Especially now. His compad flashed notice of an incoming
real-time com. The irritation flared to anticipatory fury as he tabbed it—and
the window came up blank.

It works just long enough to drive us mad.
Long habit
drove the back of his elbow into the edge of the table he’d taken as his desk,
the familiar nerve-wringing pain dislodging the stupid notion.

Network access was intermittent, that was all. The computer
tech, Ferrasin, whom Barrodagh had plucked from obscurity because he’d done his
doctorate work on the history of the Mandalic computer system, had made it
clear—or as clear as his stuttering permitted—that it was nearly miraculous
that they had any communications at all inside the Palace, apart from the
laboriously-wired secure access points in offices and critical security areas.
“The
whole Palace complex is faradayed: only line-of-sight communications are
possible without the House network, and lower-
chthon
security phages
keep surfacing and shutting down the access points we manage to open.”
Barrodagh
grimaced, remembering the shower of spittle that had accompanied Ferrasin’s
attempt at the word “chthon.”

The compad flashed again. This time the window brought up
Almanor’s name, then went blank. Barrodagh poked at his compad again. Nothing.
He glared at the secure access point on the wall, cabling snaking from it to
the hole in the baseboard. The light was green. Useless. If she’d been in range
of a secure access point, he’d already be talking to her.
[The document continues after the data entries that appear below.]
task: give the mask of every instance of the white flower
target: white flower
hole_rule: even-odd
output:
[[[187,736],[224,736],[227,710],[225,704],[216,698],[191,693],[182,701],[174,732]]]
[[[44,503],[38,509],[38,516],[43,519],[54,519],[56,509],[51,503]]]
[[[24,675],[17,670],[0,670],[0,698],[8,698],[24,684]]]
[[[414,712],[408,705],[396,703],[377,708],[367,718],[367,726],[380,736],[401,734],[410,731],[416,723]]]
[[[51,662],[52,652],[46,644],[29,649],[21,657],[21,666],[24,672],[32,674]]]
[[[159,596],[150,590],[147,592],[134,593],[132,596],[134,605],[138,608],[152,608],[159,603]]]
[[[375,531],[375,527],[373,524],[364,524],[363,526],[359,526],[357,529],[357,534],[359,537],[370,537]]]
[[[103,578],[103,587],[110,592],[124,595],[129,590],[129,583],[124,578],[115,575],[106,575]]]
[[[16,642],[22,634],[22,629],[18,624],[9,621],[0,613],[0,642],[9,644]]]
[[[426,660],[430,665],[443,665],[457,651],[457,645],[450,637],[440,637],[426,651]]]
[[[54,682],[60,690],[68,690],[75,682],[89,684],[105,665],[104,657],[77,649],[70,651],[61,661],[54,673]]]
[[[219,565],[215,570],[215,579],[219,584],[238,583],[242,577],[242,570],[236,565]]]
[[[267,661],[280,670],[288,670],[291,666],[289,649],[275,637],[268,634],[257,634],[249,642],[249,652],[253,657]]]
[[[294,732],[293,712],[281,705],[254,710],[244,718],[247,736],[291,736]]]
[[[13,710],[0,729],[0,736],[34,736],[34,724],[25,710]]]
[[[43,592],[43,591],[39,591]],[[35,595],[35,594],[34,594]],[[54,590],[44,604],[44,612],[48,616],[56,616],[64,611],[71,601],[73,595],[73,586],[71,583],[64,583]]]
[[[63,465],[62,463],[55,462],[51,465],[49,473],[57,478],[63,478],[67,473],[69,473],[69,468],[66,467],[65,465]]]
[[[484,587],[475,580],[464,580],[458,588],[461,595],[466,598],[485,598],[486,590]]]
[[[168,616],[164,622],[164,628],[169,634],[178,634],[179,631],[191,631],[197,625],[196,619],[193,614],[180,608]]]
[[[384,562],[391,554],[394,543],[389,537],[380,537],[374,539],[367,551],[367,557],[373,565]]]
It had taken some time to get used to the compads. On
Dol’jhar, the Catennach had been limited to a primitive mix of fixed consoles
and belt communicators both by Dol’jharian paranoia and the reality of their
confinement in low-gee offices and quarters. Not so on Arthelion, where the
exigencies of the Occupation placed a premium on adaptability and mobility—at
least for high-ranking Catennach. Subordinates were still limited to fixed
consoles and beltcomms. But Barrodagh already found it hard to imagine going
back to the old ways.

He got to his feet and grabbed his compad, then lunged for
the door, lurching back on his heels just in time. All of them had bruises on
their faces from walking into doors that refused to open even though moments
before they had swung freely.

He thrust the door open.

“Dula—” He started to call for his secretary, and abandoned
the half-name, the rage intensifying. He hated the necessity of a secretary,
but until he had reliable communications, he had to have one. He’d given
Dulathor that promotion from Rifter ship duty to the Avatar’s service, which
was the highest any Catennach could achieve, and what does she do? Disappear.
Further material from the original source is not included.